Soja dominowała na rynku w ostatnich dniach. Sytuacja zmieniła się podczas ostatniej sesji, gdy Bloomberg doniósł, że Chiny wchodzą na rynek pszenicy. Ceny pszenicy gwałtownie wzrosły po raporcie CBoT. Kilku analityków ostrzega, że stanowi to ryzyko dla amerykańskich eksporterów.
Kontrakt na pszenicę grudniową na giełdzie Matif zamknął się wczoraj drożej o 075 euro do 193,75 euro za tonę. Na giełdzie CBoT pszenica podrożała mocniej, o 9 centa do 5.43 dolara za buszel. Kukurydza również odnotowała niewielki wzrost, ale jego wzrost był ograniczony do 2 centa do 4.34 dolara za buszel. Soja wzrosła najbardziej na giełdzie w Chicago, o 20 centów do 11.19 centa.
Tym razem to nie soja znalazła się w centrum uwagi po rozmowach prezydenta USA Trumpa z jego chińskim odpowiednikiem Xi Xi, ale pszenica. Agencja informacyjna Bloomberg podała wiadomość, że Chiny chcą kupić amerykańską pszenicę. Według Bloomberga, ilość ta waha się od 200 000 do 400 000 ton. Wiadomość ta wywarła znaczący wpływ na giełdę w Chicago. Niektórzy eksperci wątpią, czy wzrosty są w pełni uzasadnione. Chiny zazwyczaj osiągnęły już swój docelowy wolumen, zanim pojawiły się plotki. Wzrosty te mają silny element „kupuj plotki, sprzedawaj fakty”. To (ryzykowna) strategia: kupuj, gdy plotka się pojawia, i wycofuj się, gdy fakty wychodzą na jaw.
Konkurencja czai się
W ostatni weekend administracja Trumpa opublikowała broszura Krótko podsumowano wstępne porozumienie między Chinami a Stanami Zjednoczonymi zawarte po zeszłotygodniowym szczycie. Niektórzy analitycy nie zwracają uwagi na fakt, że Chiny zakupiły dziesięć ładunków soi z Brazylii z dostawą w grudniu 2025 roku i kolejne dziesięć z dostawą wiosną przyszłego roku. Ze względu na wzrost cen soi w zeszłym tygodniu, soja amerykańska jest teraz droższa niż brazylijska. Może to wpłynąć negatywnie na nastroje na rynku soi w nadchodzących dniach.

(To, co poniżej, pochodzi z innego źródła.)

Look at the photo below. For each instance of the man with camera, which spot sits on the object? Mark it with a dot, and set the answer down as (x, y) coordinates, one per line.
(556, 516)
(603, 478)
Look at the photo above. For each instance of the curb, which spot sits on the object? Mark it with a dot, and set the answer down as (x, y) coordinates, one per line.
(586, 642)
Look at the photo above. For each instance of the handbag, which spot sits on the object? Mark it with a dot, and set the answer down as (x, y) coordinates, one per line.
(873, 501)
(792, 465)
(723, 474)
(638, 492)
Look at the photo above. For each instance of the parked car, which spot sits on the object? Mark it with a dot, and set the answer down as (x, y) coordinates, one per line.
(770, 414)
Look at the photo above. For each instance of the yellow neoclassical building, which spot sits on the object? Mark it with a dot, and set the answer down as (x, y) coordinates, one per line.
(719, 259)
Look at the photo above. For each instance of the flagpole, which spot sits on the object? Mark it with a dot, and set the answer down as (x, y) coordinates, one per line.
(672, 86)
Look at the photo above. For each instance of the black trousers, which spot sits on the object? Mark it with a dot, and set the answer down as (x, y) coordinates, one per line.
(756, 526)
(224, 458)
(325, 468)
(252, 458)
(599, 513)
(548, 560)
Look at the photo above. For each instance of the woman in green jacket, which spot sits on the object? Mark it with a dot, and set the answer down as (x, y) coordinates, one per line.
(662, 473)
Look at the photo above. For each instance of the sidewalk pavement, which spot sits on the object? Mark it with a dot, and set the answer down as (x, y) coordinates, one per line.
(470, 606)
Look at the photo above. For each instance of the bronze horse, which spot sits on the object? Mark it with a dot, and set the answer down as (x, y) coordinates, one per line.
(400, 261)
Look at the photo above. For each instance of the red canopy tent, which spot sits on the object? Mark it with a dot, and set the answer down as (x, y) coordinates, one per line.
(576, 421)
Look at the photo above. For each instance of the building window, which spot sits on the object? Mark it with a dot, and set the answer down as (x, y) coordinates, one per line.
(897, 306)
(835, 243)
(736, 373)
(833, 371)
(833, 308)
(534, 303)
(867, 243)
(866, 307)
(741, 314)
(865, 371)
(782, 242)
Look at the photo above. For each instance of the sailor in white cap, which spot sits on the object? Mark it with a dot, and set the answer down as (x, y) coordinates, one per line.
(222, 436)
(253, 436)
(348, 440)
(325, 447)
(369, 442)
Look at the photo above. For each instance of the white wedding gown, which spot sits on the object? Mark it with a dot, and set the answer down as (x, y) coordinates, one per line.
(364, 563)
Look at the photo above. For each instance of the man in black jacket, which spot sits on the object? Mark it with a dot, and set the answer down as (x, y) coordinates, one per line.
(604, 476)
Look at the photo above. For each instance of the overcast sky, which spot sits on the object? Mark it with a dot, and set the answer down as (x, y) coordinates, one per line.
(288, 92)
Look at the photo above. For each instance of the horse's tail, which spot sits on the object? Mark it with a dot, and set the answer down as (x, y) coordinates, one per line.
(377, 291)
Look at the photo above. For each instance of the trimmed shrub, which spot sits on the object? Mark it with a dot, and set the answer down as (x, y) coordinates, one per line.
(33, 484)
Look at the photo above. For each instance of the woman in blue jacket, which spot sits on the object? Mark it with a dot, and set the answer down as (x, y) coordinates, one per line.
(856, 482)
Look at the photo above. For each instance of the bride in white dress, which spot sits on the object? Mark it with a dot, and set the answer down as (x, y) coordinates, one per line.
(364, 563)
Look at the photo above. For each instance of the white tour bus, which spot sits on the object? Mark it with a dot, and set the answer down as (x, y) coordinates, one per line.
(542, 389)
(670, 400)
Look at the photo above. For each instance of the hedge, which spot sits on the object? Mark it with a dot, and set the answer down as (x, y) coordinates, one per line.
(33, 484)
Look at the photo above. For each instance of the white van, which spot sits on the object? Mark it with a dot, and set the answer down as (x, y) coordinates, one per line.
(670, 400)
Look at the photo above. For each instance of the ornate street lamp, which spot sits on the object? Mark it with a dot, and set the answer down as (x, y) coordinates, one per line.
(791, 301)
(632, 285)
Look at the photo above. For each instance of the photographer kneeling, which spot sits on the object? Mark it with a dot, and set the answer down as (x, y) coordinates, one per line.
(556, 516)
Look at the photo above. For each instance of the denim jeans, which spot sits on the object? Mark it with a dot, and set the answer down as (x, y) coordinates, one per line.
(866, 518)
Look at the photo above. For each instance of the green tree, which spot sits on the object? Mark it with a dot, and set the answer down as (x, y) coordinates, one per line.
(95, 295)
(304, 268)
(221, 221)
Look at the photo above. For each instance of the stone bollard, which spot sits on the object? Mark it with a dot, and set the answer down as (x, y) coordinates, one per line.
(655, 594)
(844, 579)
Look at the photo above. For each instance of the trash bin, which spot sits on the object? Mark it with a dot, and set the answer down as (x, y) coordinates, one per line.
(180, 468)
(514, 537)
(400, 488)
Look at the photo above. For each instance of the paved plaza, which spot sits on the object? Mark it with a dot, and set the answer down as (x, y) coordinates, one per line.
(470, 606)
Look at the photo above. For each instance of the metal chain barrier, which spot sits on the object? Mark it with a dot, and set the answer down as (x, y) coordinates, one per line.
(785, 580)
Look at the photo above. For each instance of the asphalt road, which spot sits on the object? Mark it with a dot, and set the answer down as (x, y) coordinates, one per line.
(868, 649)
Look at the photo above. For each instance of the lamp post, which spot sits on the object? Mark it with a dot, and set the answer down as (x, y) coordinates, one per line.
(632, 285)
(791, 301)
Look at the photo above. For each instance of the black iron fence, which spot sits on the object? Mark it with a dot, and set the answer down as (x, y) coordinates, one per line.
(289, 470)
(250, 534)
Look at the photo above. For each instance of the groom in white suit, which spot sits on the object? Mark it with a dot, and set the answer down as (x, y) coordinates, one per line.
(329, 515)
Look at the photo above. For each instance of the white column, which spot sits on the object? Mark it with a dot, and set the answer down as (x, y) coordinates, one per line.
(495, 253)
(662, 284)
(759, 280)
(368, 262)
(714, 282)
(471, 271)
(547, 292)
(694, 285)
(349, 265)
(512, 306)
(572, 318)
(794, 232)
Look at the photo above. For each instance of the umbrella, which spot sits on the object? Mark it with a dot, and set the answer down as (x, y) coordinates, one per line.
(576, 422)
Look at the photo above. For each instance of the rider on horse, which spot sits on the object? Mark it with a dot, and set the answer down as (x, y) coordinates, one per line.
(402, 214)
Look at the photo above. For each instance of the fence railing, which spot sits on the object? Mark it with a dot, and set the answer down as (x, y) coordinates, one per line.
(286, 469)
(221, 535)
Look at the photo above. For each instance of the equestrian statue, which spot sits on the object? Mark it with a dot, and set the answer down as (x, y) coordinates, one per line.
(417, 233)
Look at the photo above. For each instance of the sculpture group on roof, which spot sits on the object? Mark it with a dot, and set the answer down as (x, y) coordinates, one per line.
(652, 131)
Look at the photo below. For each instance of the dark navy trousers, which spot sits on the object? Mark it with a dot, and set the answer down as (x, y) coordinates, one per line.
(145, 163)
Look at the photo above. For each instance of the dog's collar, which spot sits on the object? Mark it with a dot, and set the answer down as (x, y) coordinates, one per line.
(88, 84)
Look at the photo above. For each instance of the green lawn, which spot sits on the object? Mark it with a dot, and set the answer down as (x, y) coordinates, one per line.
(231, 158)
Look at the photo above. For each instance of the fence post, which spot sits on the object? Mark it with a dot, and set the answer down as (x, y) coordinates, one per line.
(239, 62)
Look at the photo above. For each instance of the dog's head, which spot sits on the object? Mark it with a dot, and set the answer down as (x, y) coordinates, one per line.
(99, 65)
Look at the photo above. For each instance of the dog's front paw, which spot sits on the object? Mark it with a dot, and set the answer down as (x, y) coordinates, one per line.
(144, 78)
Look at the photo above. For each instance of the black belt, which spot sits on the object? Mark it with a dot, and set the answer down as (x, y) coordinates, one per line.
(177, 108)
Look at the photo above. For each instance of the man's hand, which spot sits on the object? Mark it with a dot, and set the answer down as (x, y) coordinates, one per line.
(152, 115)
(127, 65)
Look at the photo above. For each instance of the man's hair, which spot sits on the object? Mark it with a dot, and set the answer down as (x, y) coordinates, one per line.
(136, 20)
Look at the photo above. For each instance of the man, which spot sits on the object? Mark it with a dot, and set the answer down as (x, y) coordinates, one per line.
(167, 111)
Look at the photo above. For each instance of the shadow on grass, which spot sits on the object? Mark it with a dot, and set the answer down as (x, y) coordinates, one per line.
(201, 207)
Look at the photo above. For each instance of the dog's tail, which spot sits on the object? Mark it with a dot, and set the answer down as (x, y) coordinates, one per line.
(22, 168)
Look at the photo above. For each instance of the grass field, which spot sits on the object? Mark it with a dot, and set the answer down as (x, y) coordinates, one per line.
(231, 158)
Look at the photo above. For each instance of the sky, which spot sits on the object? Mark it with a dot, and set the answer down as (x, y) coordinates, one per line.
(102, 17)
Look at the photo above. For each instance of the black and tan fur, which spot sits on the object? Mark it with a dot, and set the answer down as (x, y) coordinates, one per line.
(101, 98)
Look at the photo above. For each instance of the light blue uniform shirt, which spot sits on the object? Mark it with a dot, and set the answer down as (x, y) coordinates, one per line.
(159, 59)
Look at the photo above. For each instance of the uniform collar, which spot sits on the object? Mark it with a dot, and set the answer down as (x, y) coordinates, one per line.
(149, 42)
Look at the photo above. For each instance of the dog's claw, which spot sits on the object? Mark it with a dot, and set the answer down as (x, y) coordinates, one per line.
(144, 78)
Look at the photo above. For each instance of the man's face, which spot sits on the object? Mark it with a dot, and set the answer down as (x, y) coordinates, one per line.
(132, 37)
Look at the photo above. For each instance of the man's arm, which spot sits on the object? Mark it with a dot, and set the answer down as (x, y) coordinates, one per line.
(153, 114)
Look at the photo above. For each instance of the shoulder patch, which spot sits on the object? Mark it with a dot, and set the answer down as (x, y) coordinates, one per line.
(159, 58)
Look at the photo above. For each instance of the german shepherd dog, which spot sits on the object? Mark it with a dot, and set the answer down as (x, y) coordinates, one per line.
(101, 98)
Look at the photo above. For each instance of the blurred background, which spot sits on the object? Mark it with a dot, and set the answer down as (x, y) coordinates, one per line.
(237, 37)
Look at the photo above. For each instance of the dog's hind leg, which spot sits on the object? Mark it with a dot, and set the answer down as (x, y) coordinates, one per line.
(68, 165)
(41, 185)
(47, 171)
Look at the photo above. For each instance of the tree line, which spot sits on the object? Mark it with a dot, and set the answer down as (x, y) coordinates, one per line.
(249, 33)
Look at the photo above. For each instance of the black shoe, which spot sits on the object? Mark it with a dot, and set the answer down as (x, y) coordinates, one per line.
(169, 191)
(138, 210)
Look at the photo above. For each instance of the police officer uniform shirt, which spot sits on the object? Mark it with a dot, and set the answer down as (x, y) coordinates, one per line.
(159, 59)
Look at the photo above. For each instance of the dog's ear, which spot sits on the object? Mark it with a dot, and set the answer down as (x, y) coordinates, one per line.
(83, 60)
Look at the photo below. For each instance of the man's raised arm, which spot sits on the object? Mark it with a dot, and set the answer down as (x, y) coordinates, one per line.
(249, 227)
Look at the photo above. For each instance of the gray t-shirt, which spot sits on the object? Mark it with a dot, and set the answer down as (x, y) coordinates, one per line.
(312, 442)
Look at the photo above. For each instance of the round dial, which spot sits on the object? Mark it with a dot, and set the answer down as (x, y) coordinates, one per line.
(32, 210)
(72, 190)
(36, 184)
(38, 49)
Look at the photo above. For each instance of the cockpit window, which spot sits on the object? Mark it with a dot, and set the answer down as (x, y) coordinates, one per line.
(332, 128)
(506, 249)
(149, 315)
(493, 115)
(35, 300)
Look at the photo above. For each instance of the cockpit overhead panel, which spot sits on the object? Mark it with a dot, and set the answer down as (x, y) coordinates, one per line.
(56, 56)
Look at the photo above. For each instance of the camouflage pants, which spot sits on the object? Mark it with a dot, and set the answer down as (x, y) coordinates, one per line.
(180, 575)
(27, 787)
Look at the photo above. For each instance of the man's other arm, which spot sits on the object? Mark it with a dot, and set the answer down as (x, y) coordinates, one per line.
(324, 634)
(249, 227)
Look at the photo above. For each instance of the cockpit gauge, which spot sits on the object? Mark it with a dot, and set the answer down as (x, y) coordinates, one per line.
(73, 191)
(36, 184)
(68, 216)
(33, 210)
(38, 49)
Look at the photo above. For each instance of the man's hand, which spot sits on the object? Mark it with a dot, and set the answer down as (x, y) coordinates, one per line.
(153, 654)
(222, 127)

Według niektórych ekspertów wzrost cen pszenicy w USA może okazać się korzystny dla europejskich, ukraińskich i rosyjskich eksporterów. Amerykańska pszenica była bardzo konkurencyjna cenowo na rynku globalnym. Teraz, gdy ceny tam gwałtownie wzrosły, a rynek europejski i regionu Morza Czarnego nie podążają w tym samym kierunku, nasza pszenica staje się coraz bardziej atrakcyjna dla globalnych nabywców. SovEcon podniósł swoją prognozę rosyjskiego eksportu zboża o 400 000 ton do 43,8 mln ton.